7 thoughts on “Cancer Facts and Figures 2011: Poverty is a Carcinogen. Does Anyone Care?

  1. The University of Tennessee Health Science Center in Memphis is actively involved in addressing the health disparities in our community (which has some of the worst stats in the nation- stroke belt, high diabetes, high infant prematurity and mortality, high smoking rates, high crime and poverty, horrid diet) through a variety of educational programs including CHEER (Consortium for Health Education, Economic Empowerment, and Research). Addressing the problem includes facing the unpleasant realities of poverty, joblessness, communities where even the educated can find no work and must leave, self-medication with tobacco and alcohol, "traditional (actually post-WWII)" diets of horrible food, etc. We discuss and puzzle over these things quite often, in different departments and projects to help poor pregnant women, students in high school and college, public school teachers, physicians, etc.
    In poor cities and states (like Memphis and Mississippi), the discussion is unavoidable. Maybe the silence is deafening elsewhere, but the reality is complex and terrible here on the ground.

  2. Dr. Len, thanks for your clear and concise language regarding so many important issues – I share your posts often with fellow staff members, volunteers and anyone else who asks a question about a topic you’ve addressed.

  3. I really don’t think that being poor is a carcinogen for cancer but this post made me think otherwise, it can be a factor because they do not get the adequate nutrients they need on a day to day basis.

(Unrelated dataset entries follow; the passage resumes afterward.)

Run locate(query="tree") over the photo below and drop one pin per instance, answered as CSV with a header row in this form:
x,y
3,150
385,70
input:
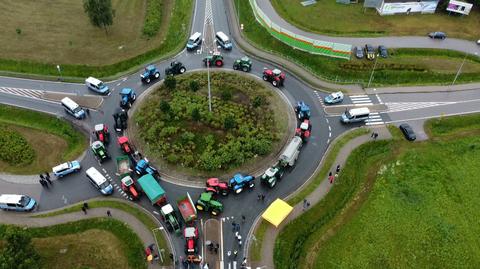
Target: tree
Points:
x,y
170,82
100,12
18,252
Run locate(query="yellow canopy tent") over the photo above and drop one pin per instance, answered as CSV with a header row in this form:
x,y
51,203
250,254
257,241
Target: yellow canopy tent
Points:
x,y
277,212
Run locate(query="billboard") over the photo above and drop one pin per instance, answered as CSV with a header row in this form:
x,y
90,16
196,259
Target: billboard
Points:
x,y
396,8
459,7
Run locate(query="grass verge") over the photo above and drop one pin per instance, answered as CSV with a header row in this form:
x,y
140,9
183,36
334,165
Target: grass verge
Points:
x,y
130,245
404,67
134,211
397,204
174,41
54,130
323,18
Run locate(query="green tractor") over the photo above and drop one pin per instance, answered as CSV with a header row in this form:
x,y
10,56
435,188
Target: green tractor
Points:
x,y
244,64
216,59
207,203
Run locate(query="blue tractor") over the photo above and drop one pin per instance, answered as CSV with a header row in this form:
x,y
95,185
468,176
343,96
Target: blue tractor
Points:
x,y
239,182
143,167
128,97
302,110
151,72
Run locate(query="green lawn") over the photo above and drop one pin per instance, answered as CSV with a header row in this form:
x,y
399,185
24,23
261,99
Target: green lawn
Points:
x,y
397,204
53,140
404,67
324,17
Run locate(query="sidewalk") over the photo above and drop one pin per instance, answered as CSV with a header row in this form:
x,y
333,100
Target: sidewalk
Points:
x,y
137,226
318,194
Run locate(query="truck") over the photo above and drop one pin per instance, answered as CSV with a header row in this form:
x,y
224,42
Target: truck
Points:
x,y
170,218
152,189
286,160
187,209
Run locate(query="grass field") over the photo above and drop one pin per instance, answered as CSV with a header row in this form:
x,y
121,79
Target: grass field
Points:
x,y
53,140
59,32
404,67
323,18
412,205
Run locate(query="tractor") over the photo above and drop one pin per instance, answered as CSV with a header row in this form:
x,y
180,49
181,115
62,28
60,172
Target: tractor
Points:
x,y
120,118
175,68
151,72
100,151
216,186
273,174
170,218
191,238
304,130
128,96
101,133
125,145
207,203
275,76
302,110
239,182
244,64
143,167
215,59
128,186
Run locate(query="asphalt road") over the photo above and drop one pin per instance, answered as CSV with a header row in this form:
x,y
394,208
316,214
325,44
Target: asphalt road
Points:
x,y
75,188
390,42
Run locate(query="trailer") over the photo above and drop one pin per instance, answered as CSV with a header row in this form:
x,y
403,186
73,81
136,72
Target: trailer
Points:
x,y
187,208
152,189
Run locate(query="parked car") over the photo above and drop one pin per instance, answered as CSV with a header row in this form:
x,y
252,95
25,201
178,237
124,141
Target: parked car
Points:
x,y
408,132
437,35
66,168
370,52
333,98
358,52
382,51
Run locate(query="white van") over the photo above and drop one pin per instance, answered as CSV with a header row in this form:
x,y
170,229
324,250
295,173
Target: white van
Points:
x,y
290,154
223,41
355,115
17,202
73,108
96,85
99,181
194,41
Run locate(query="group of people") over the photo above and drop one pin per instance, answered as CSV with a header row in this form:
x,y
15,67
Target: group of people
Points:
x,y
45,180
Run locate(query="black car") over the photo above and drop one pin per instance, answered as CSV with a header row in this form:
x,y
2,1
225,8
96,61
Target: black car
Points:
x,y
408,132
382,51
370,52
437,35
358,52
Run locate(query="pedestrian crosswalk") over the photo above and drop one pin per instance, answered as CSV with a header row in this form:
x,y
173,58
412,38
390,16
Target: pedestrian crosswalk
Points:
x,y
404,106
361,100
36,94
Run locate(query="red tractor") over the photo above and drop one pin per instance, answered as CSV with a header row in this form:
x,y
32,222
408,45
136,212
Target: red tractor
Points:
x,y
191,237
101,133
217,186
125,145
275,76
304,130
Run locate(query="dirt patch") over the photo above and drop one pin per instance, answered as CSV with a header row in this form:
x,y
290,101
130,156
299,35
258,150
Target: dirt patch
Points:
x,y
48,148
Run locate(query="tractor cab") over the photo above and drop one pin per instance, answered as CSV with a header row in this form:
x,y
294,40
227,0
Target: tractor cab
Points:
x,y
101,132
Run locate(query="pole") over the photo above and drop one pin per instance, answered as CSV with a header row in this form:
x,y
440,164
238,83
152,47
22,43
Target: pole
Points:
x,y
373,70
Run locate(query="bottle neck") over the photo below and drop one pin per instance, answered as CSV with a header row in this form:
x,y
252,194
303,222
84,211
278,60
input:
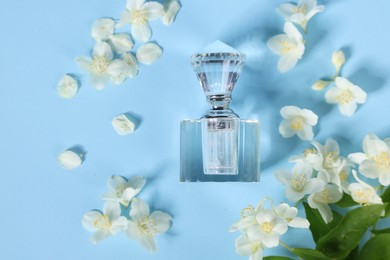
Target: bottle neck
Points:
x,y
220,106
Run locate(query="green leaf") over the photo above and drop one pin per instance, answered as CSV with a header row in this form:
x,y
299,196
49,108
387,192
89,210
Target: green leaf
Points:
x,y
308,253
386,198
381,231
277,258
318,227
377,248
346,201
342,239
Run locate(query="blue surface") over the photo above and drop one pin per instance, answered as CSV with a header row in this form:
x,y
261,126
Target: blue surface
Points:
x,y
42,205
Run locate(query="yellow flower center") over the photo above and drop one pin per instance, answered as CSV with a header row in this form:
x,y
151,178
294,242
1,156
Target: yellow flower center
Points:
x,y
147,225
139,17
286,47
99,65
330,159
102,223
382,160
248,211
361,196
297,124
298,181
266,227
344,97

  4. There are many more poor people than privaleged ones. There is more likelihood of someone on a lower income eating the processed cheap rubbish pushed at them through the huge corportate machine. Using being poor to manufacture a statistic like this makes the richer people feel nicely superior. Stop messing with the food, soils and the environment huge corporations (Monsanto is a prime example) and all people would suffer less from cancer. Incidentally cancer treatments don’t work. (ASPIRIN reduces inflamation, inflammation is known to cause cancer yet our big cancer researchers insist on using the same old remedies they have been using for decades despite millions in research funding). If an example of medical stats is the [b]imagined[/b] success of chemo and radiotherapy, the poor need not worry about being at any extra risk.

  5. An insightful post. I see the impact of poverty on the health of my patients every day I work as a clinician in home health care. And what about the poverty that is also all too often the result of cancer and cancer treatment? Even with "early" breast cancer, I can no longer work full-time, but I’m grateful I can work at all and keep my health insurance. I know far too many cancer patients who can’t work at all, and the so-called social safety net has an awful lot of holes in it.

  6. Knowing that nutrients play a key role in the development of our cells and that we just can’t eat anything we want and get the result of good cell development opens the playing field for poorly developed, or abnormal cell growth, hence, cancer cells. So, in light of this information, I would definitely agree that diet has almost everything to do with how our bodies develop and fight off cancer and other diseases. Poverty is definitely a carcinogen that we don’t talk about enough, and need to emphasize more, because most people probably don’t realize this fact, and need more knowledge in order to change it.